OPINION

The ANC's developmental doublethink

Michael Cardo says the conceptual foundations of the NDP and NDR are simply incompatible

"Development" is the dish of the day on the policy trolley.

During the parliamenatry budget debates last month, every ANC MP served up reheated rhetoric about the importance of implementing the National Development Plan (NDP) in the context of a developmental state.

The recently released Medium Term Strategic Framework claims to "provide a framework for prioritising and sequencing...development initiatives for the next five years".

However, there is Orwellian doublethink at the heart of the ruling party's developmental agenda. The ANC simultaneously holds two contradictory beliefs about development, and seems to accept both of them.

The result is policy incoherence, as well as inaction in implementing the genuinely developmental NDP. At the same time, legislation that controverts the NDP is being steamrollered through Parliament to further the ANC's hegemonic project under the guise of development.

On the one hand, the ANC claims to believe in Amartya Sen's notion of "development as freedom", which provides the NDP (and much of the DA's policy platform) with its conceptual foundations.

For Sen, development is a process of expanding the political and economic freedoms that people enjoy. Development requires the elimination of major sources of "unfreedom" such as tyranny, poverty, limited access to opportunities, social deprivation, and neglect of public facilities.

Above all, development rests upon building people's "capabilities" so that they have the "agency" to become active citizens and make the most of the opportunities they are afforded. In this way, citizens become partners - not dependents - of a capable state whose role is developmental rather than dirigiste.

The NDP is firmly rooted in this approach to development.

On the other hand, the programme adopted and refined by the ANC at its last two policy conferences in pursuit of the "national democratic revolution" (NDR) is almost diametrically opposed to the NDP.

The NDR aims to strengthen and expand the role of the state in the economy. It pioritises a flawed model of redress as the main driver of economic development.

This model of employment equity, black economic empowerment and land reform inists on racial quotas. It is concerned with manipulating outcomes rather than extending opportunities through skills development. And it views its beneficiaries as passive recipients of handouts and favours instead of active partners in their own development.

The doublespeak that results from doublethink is reflected in a raft of recent laws that invoke the word "development" in their titles, but that are neither developmental nor aligned to the NDP.

Laws like the Mineral and Petroleum Resources Development Amendment Bill and the Infrastructure Development Act will intensify state intervention, deter investment, diminish growth and jobs, and worsen poverty. Ultimately, they will destroy "development as freedom".

Although developmental doublethink is partly a product of the ideological schizophrenia that characterises the tripartite alliance, it serves the ANC's purpose - the pursuit of power - well.

That is why the developmental state has become the ANC's new binding ideology. It serves a similar purpose to the concept of "transformation" that preceded and continues to underpin it. It gives a veneer of ideological coherence to a party that is deeply divided along class lines and loyalty to rival cliques.
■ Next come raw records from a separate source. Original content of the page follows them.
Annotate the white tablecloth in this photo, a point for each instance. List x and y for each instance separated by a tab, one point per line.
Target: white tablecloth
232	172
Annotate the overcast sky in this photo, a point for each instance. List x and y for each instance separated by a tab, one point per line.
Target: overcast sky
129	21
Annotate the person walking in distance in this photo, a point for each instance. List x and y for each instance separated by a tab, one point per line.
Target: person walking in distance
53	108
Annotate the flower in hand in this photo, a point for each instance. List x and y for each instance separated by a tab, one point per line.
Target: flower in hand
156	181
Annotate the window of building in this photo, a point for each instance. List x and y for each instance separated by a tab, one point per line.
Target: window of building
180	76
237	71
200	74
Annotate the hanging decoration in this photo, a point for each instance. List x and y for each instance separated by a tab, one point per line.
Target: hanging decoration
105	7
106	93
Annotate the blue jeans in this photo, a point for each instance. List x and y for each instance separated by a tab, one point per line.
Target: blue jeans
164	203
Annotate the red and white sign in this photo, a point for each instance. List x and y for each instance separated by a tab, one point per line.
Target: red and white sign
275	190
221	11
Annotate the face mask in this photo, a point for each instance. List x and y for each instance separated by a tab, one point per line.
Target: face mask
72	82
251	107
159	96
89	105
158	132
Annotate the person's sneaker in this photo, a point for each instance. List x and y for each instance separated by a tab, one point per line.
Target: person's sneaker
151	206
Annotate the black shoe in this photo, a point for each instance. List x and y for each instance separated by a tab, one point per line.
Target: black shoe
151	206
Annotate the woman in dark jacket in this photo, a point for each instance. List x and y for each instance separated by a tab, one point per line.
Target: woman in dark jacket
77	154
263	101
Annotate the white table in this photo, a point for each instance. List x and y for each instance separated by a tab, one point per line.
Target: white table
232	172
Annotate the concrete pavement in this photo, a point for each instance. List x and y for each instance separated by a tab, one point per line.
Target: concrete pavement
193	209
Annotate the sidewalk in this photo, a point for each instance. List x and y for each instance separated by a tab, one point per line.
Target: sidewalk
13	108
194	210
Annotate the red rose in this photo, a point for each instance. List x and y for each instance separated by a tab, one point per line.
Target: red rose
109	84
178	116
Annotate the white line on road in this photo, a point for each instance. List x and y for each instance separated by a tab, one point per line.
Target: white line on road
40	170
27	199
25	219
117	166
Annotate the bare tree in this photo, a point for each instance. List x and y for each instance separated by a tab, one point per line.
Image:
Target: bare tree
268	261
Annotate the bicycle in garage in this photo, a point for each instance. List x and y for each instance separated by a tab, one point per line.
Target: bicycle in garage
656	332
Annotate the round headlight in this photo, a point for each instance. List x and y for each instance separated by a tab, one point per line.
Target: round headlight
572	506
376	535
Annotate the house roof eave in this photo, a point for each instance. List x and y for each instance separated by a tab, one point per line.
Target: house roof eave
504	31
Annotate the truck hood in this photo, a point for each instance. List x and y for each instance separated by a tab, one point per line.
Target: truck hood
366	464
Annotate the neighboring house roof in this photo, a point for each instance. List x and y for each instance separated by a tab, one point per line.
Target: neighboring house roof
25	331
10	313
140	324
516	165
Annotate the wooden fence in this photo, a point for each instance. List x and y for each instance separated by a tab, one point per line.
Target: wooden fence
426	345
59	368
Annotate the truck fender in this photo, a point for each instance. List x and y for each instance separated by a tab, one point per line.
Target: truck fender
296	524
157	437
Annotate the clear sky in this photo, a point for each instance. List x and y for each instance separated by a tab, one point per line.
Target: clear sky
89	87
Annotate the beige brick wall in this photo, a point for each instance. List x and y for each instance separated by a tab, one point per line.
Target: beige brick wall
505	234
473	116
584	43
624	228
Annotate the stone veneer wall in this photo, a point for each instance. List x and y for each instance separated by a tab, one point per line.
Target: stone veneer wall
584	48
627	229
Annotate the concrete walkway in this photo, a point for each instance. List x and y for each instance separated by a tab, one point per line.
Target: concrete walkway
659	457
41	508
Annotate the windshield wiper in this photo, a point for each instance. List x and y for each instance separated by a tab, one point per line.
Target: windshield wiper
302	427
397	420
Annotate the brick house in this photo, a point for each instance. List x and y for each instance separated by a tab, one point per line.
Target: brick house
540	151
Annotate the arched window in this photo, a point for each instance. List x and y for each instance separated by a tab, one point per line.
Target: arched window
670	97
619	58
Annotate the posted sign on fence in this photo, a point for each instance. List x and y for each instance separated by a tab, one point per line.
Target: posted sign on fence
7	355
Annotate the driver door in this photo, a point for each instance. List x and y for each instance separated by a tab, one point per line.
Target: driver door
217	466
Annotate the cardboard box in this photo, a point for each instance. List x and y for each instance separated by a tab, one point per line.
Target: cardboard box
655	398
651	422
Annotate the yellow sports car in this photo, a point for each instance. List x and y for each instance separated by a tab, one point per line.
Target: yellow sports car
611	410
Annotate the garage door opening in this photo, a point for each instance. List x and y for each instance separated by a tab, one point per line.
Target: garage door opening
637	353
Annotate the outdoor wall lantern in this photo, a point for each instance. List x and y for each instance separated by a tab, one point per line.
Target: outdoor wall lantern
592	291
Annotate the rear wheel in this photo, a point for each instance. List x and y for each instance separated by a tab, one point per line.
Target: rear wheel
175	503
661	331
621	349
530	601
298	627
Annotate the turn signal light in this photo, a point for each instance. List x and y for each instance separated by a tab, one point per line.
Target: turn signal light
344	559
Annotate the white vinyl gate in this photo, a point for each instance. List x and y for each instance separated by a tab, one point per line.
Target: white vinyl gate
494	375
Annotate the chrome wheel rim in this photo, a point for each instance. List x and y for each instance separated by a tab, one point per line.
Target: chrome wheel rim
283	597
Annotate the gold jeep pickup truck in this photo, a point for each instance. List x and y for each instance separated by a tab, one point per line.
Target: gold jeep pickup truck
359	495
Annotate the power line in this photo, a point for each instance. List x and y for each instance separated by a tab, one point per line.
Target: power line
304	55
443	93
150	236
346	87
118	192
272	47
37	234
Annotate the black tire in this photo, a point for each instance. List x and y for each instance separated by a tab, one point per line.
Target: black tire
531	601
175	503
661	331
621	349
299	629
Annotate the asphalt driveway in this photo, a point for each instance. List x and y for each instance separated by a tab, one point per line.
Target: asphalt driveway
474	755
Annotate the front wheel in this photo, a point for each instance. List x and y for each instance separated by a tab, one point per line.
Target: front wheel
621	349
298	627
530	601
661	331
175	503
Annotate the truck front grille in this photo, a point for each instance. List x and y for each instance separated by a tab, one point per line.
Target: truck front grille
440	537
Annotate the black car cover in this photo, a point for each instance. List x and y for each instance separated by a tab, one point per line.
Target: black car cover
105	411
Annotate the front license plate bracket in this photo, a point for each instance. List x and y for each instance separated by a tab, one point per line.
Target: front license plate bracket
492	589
Like transformation, the developmental state seems innocuous enough not to warrant contestation. However, it is being used to soft-pedal and legitimate the NDR, through which the ANC aims to amass and centralise power, conflate party and state, entrench executive control and subvert the Constitution.

The responsibility for providing policy clarity on development - and for implementing the NDP - lies with the Presidency.

The Presidency sits at the apex of government. It directs all government business. It serves as the nucleus of strategic leadership and co-ordination, and it is responsible for integrated planning and policy coherence. So the Presidency should lead, not with doublethink, but with single-mindedness on development and the implementation of the NDP. However, it is hopelessly compromised.

The Presidency is unwilling to do battle with the NDP's main detractors, Cosatu and the SACP.

The Minister in the Presidency for Planning, Monitoring and Evaluation, Jeff Radebe, is the ANC's Head of Policy. In this capacity, he has championed the NDR as the ruling party's programme of action. Two years ago, addressing the 91st anniversary celebrations of the SACP, Radebe said, "We will continue to work side by side with the SACP in strengthening this historic Alliance which has done so much in advancing the National Democratic Revolution".

Given the ANC's internal power dynamics, the Deputy President, Cyril Ramaphosa, will struggle to assert his authority as Chairman of the National Planning Commission.

As for President Jacob Zuma, he will be happy just to see out his second term.

The upshot is likely to be more developmental doublethink and less development.

Michael Cardo is a Democratic Alliance Member of Parliament and Deputy Shadow Minister in the Presidency.